Java and HTTPS url connection without downloading certificate

Question

This code connects to a HTTPS site and I am assuming I am not verifying the certificate. But why don't I have to install a certificate locally for the site? Shouldn't I have to install a certificate locally and load it for this program or is it downloaded behind the covers? Is the traffic between the client to the remote site still encrypted in transmission?

import java.io.BufferedReader; import java.io.InputStreamReader; import java.io.Reader; import java.net.URL; import java.net.URLConnection; import java.security.cert.X509Certificate;  import javax.net.ssl.HostnameVerifier; import javax.net.ssl.HttpsURLConnection; import javax.net.ssl.SSLContext; import javax.net.ssl.SSLSession; import javax.net.ssl.TrustManager; import javax.net.ssl.X509TrustManager;  public class TestSSL {      public static void main(String[] args) throws Exception {         // Create a trust manager that does not validate certificate chains         TrustManager[] trustAllCerts = new TrustManager[] { new X509TrustManager() {             public java.security.cert.X509Certificate[] getAcceptedIssuers() {                 return null;             }             public void checkClientTrusted(X509Certificate[] certs, String authType) {             }             public void checkServerTrusted(X509Certificate[] certs, String authType) {             }         } };         // Install the all-trusting trust manager         final SSLContext sc = SSLContext.getInstance("SSL");         sc.init(null, trustAllCerts, new java.security.SecureRandom());         HttpsURLConnection.setDefaultSSLSocketFactory(sc.getSocketFactory());         // Create all-trusting host name verifier         HostnameVerifier allHostsValid = new HostnameVerifier() {             public boolean verify(String hostname, SSLSession session) {                 return true;             }         };          // Install the all-trusting host verifier         HttpsURLConnection.setDefaultHostnameVerifier(allHostsValid);          URL url = new URL("https://www.google.com");         URLConnection con = url.openConnection();         final Reader reader = new InputStreamReader(con.getInputStream());         final BufferedReader br = new BufferedReader(reader);                 String line = "";         while ((line = br.readLine()) != null) {             System.out.println(line);         }                 br.close();     } // End of main  } // End of the class // 

Answer 1

The reason why you don't have to load a certificate locally is that you've explicitly chosen not to verify the certificate, with this trust manager that trusts all certificates.

The traffic will still be encrypted, but you're opening the connection to Man-In-The-Middle attacks: you're communicating secretly with someone, you're just not sure whether it's the server you expect, or a possible attacker.

If your server certificate comes from a well-known CA, part of the default bundle of CA certificates bundled with the JRE (usually cacerts file, see JSSE Reference guide), you can just use the default trust manager, you don't have to set anything here.

If you have a specific certificate (self-signed or from your own CA), you can use the default trust manager or perhaps one initialised with a specific truststore, but you'll have to import the certificate explicitly in your trust store (after independent verification), as described in this answer. You may also be interested in this answer.

Answer 2

But why don't I have to install a certificate locally for the site?
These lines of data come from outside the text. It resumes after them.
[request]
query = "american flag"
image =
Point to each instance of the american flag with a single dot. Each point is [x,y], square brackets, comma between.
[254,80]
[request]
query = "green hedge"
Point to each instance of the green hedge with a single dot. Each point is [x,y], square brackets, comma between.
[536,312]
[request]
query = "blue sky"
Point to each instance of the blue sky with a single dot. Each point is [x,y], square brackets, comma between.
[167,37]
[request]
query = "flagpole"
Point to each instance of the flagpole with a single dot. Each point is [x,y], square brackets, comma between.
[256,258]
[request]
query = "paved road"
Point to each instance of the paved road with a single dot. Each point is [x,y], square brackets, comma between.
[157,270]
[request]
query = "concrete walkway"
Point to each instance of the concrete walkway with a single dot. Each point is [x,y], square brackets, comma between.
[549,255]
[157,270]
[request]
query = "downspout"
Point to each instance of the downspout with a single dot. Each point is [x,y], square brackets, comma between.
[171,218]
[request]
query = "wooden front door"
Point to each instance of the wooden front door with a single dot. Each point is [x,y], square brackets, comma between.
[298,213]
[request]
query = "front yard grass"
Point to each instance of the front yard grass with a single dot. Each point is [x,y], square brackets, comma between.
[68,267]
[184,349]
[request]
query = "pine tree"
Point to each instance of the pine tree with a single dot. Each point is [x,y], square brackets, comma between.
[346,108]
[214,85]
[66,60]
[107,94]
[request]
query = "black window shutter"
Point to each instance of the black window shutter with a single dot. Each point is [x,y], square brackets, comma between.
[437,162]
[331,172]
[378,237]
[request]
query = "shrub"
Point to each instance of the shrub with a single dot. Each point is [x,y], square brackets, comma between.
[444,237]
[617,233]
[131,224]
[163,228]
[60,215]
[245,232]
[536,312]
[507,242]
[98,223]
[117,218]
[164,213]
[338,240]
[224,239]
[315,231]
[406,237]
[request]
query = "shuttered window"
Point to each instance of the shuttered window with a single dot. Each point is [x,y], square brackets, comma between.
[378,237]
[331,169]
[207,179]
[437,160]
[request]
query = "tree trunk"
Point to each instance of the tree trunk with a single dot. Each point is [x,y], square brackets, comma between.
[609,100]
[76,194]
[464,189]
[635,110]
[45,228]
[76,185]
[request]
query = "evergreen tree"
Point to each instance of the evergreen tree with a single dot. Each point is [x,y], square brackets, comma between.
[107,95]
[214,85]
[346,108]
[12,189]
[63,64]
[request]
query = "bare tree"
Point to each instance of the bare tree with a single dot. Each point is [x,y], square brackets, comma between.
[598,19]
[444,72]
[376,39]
Well the code that you are using is explicitly designed to accept the certificate without doing any checks whatsoever. This is not good practice ... but if that is what you want to do, then (obviously) there is no need to install a certificate that your code is explicitly ignoring.

Shouldn't I have to install a certificate locally and load it for this program or is it downloaded behind the covers?

No, and no. See above.

Is the traffic between the client to the remote site still encrypted in transmission?

Yes it is. However, the problem is that since you have told it to trust the server's certificate without doing any checks, you don't know if you are talking to the real server, or to some other site that is pretending to be the real server. Whether this is a problem depends on the circumstances.

---

If we used the browser as an example, typically a browser doesn't ask the user to explicitly install a certificate for each ssl site visited.

The browser has a set of trusted root certificates pre-installed. Most times, when you visit an "https" site, the browser can verify that the site's certificate is (ultimately, via the certificate chain) secured by one of those trusted certs. If the browser doesn't recognize the cert at the start of the chain as being a trusted cert (or if the certificates are out of date or otherwise invalid / inappropriate), then it will display a warning.

Java works the same way. The JVM's keystore has a set of trusted certificates, and the same process is used to check the certificate is secured by a trusted certificate.

Does the java https client api support some type of mechanism to download certificate information automatically?

No. Allowing applications to download certificates from random places, and install them (as trusted) in the system keystore would be a security hole.